Meskipun ada penyimpangan, menurut saya adanya penerapan aturan kewajiban dan pengawasan pelaksanaannya perlu diamalkan dengan tegas dan konsekuen. Contohnya, aturan penggunaan sabuk pengaman yang berisiko denda signifikan dan konsisten, menjadikan peraturan ini ditaati, dan pada akhirnya menanamkan kesadaran masyarakat akan pentingnya peraturan ditaati, demi keamanan mereka sendiri. Pertanyaannya:
Bagaimana komitmen pemerintah sebagai penegak peraturan itu sendiri?
Bagaimana pedoman dan saran bijak berkendara bisa menjadi kebiasaan berdasarkan kesadaran pentingnya keamanan dan kenyamanan setiap individu pengendara dan pengguna jalan (misalnya, penumpang sepeda motor dan ojek)?
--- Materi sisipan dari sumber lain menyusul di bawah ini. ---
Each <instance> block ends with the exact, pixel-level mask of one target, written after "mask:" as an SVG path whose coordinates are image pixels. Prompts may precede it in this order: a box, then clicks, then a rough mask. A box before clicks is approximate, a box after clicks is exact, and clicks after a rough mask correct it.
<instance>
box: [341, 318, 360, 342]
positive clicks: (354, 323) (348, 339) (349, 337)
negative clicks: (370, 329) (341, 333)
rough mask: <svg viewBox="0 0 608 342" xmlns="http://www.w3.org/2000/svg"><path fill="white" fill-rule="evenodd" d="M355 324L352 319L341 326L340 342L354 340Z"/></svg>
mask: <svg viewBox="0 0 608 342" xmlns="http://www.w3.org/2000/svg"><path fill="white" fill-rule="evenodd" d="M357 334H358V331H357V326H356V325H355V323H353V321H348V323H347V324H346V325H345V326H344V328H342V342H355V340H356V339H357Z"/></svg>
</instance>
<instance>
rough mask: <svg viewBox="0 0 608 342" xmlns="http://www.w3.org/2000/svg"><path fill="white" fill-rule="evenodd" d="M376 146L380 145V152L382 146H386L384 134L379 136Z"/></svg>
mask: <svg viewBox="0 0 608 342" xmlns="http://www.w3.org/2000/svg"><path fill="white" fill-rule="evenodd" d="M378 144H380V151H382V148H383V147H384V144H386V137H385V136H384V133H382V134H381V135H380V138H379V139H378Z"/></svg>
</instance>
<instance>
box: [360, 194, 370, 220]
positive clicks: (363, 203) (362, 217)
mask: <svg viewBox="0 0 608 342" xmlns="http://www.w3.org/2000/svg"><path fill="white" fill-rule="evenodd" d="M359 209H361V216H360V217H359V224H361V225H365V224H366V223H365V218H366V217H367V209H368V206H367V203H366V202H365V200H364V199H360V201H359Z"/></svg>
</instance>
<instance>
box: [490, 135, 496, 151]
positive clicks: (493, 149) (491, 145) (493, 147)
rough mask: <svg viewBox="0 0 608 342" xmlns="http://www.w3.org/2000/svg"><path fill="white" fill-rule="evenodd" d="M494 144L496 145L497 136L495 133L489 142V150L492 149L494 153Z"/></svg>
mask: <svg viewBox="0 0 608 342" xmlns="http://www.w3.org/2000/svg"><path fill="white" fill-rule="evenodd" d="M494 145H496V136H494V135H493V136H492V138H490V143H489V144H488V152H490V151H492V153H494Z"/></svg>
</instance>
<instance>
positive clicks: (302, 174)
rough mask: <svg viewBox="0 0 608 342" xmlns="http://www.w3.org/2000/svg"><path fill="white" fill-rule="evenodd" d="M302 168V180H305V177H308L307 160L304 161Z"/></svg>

Akhirnya, keamanan dan kenyamanan berkendara dan berada di jalan raya menurut saya adalah masalah dan kepentingan bersama. Konsekuensi idealnya adalah, hal ini menjadi tanggung jawab bersama, dimulai dari kesadaran dan niat setiap pribadi pengendara, pengguna jalan, membentuk komunitas missal pengendara dan pengguna jalan, yang diatur oleh produk kebijakan pemerintah, diawasi pelaksanaan dan dikenakan sanksi dengan ketegasam aparat yang bersangkutan.
Semoga hal ini menjadi salah satu cita-cita masyarakat secara bersama-sama, yang artinya, semua berusaha menjalankan pedoman ketertiban, dan semua akan menikmati hasilnya. Jangan menjadi masyarakat, pribadi atau aparat yang berstandar ganda.
Inilah fenomena yang tercermin dalam trend perilaku berlalu lintas saat ini: "Masalahku, masalahmu. Kepentinganku, kepentinganmu. Mauku, mauku sendiri. Menguntungkan buatku, ya untukku sendiri, bahkan bila terpaksa kau merasa terganggu, ya mana aku mau tahu".
Salam penuh keprihatinan dan sekaligus dengan berpengharapan besar, agar ke depannya tercipta peningkatan keamanan dan ketertiban berkendara.